PRODUCT HOW-TO: A New Approach to Embedded Linux Development

The commercial embedded Linux market was created ten years ago when Jim Ready founded MontaVista Software. At the time, skeptics said Linux would never work for embedded development, it lacked key features required for embedded systems, and the performance wasn't comparable to existing real time operating systems (RTOS).

Well, ten years later Linux has not only proven itself up to the task, but an entire industry has been created around embedded Linux. Multiple vendors have entered the commercial Linux business, and the semiconductor vendors have shifted their strategies and become innovators and contributors to the open source Linux community. All of their new products are showcased running reference Linux implementations.

Linux is now the preferred operating system for development of new embedded systems, outpacing all other operating system choices. But the approach to delivering embedded Linux hasn't evolved much since the beginning. Let's take a look at the challenges embedded developers face, and how MontaVista Linux 6 (Figure 1 below) takes a new approach to embedded Linux development.

Figure 1. MontaVista Linux 6

What's wrong with the old way?
In the early days, commercial Linux vendors simply took the existing RTOS model and applied it to Linux. RTOS vendors generated "board support packages" (BSPs) that adapt a predefined product, with a fixed set of features, as little as possible to execute on new hardware platforms.
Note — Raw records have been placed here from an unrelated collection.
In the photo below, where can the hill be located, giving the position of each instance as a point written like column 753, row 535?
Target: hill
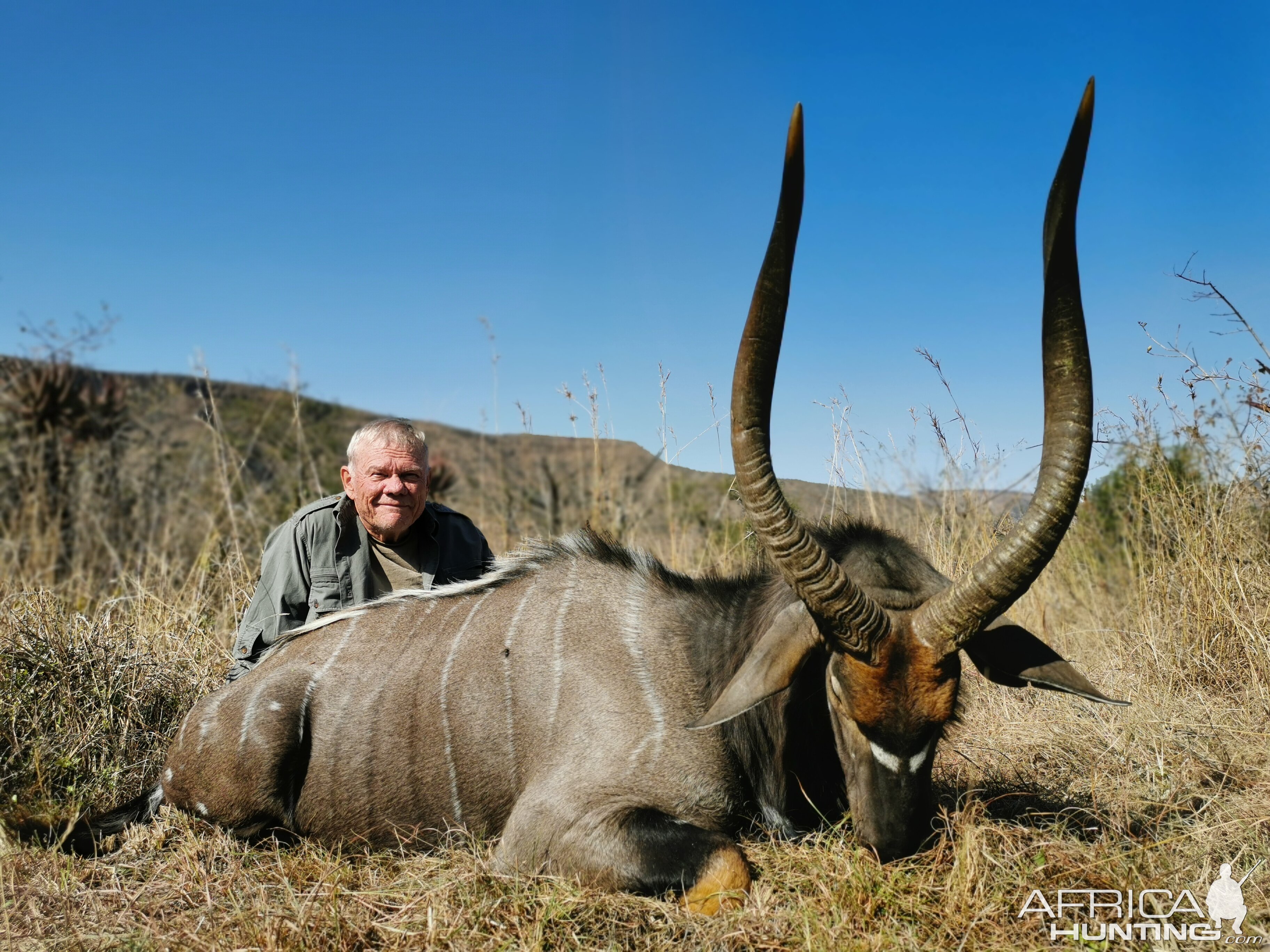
column 145, row 473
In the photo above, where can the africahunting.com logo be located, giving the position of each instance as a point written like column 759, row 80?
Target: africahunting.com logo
column 1138, row 916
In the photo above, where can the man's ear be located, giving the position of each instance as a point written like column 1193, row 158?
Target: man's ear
column 770, row 667
column 1009, row 654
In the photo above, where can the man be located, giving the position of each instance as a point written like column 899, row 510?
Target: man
column 380, row 535
column 1226, row 901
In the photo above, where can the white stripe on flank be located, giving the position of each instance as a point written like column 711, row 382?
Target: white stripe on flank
column 633, row 635
column 249, row 711
column 886, row 758
column 919, row 758
column 507, row 678
column 558, row 642
column 318, row 677
column 445, row 710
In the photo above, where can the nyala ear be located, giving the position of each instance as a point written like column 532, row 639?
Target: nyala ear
column 770, row 667
column 1009, row 654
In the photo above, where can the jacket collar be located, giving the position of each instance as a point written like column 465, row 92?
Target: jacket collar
column 352, row 535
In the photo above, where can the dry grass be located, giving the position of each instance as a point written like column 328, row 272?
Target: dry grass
column 1169, row 609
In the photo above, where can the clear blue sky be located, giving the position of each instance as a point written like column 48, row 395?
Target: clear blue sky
column 361, row 183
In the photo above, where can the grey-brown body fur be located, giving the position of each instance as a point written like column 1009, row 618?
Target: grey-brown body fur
column 545, row 704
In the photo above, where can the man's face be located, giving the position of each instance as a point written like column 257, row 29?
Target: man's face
column 389, row 487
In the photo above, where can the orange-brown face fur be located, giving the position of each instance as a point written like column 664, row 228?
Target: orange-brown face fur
column 887, row 720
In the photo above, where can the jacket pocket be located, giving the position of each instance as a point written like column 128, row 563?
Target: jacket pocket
column 323, row 595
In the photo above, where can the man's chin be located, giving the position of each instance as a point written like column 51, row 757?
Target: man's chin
column 393, row 529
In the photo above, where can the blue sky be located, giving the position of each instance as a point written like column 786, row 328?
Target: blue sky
column 361, row 183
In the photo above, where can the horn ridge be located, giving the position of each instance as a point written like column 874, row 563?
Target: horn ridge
column 853, row 621
column 1003, row 576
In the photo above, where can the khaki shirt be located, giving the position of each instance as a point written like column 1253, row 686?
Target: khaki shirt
column 321, row 562
column 403, row 564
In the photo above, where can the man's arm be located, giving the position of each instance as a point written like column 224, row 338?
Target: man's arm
column 281, row 600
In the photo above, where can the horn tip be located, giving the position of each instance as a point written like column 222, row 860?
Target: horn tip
column 794, row 144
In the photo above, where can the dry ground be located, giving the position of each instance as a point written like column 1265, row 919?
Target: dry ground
column 1038, row 791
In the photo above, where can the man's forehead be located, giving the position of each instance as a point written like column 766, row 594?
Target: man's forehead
column 379, row 455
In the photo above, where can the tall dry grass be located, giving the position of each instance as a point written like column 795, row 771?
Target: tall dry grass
column 1160, row 593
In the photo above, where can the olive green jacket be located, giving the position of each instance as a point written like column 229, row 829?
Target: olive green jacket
column 319, row 562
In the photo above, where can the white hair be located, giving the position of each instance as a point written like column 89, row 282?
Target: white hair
column 389, row 432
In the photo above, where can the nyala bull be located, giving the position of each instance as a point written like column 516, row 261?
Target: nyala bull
column 611, row 720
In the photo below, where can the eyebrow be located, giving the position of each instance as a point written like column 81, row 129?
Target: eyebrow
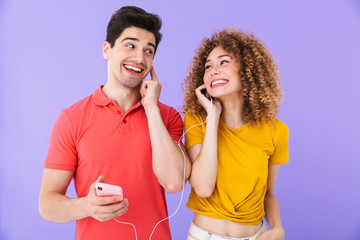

This model was sensible in the era of proprietary software platforms because the vendor was the only true innovator in the software supply chain. Most commercial Linux vendors continue with this model today.

They offer one, or a few, binary Linux distributions with a defined set of features that support a range of hardware platforms. They may tailor these distributions to specific market segments but the distribution model doesn't change.

This model creates a set of challenges for the developer. Let's take a look at each of these.

Most developers begin prototyping, or early development, using the reference implementation from the semiconductor vendor. While these reference implementations are typically well integrated with the hardware, and allow the developer to fully exploit the power and functionality of the hardware, they lack many non-hardware specific features. This means the developer is forced to customize the distribution to add required features to deliver a complete commercial product.

Another key differentiator is the difference in quality. The hardware vendors provide Linux for one reason, to rapidly enable development on their hardware. They don't do the testing, bug fixing, or integration required of a commercial product. Nor do they provide technical support for developers who are customizing their Linux distributions.

Commercial Linux distributions provide the desired quality and support. But, since the commercial Linux distribution is generic in nature, containing a predetermined set of features, it's highly unlikely it will exploit the full functionality of the processor or system on a chip (SOC).

This means the developer has to compromise on functionality, or customize the distribution to add the required functionality himself. Customizing commercial Linux distributions is often a difficult task since they are binary distributions, not source driven.

The bottom line: The developer winds up having to compromise, either on functionality or quality. If they do move from the semiconductor Linux distribution to a commercial distribution, often some of the same work is repeated over again.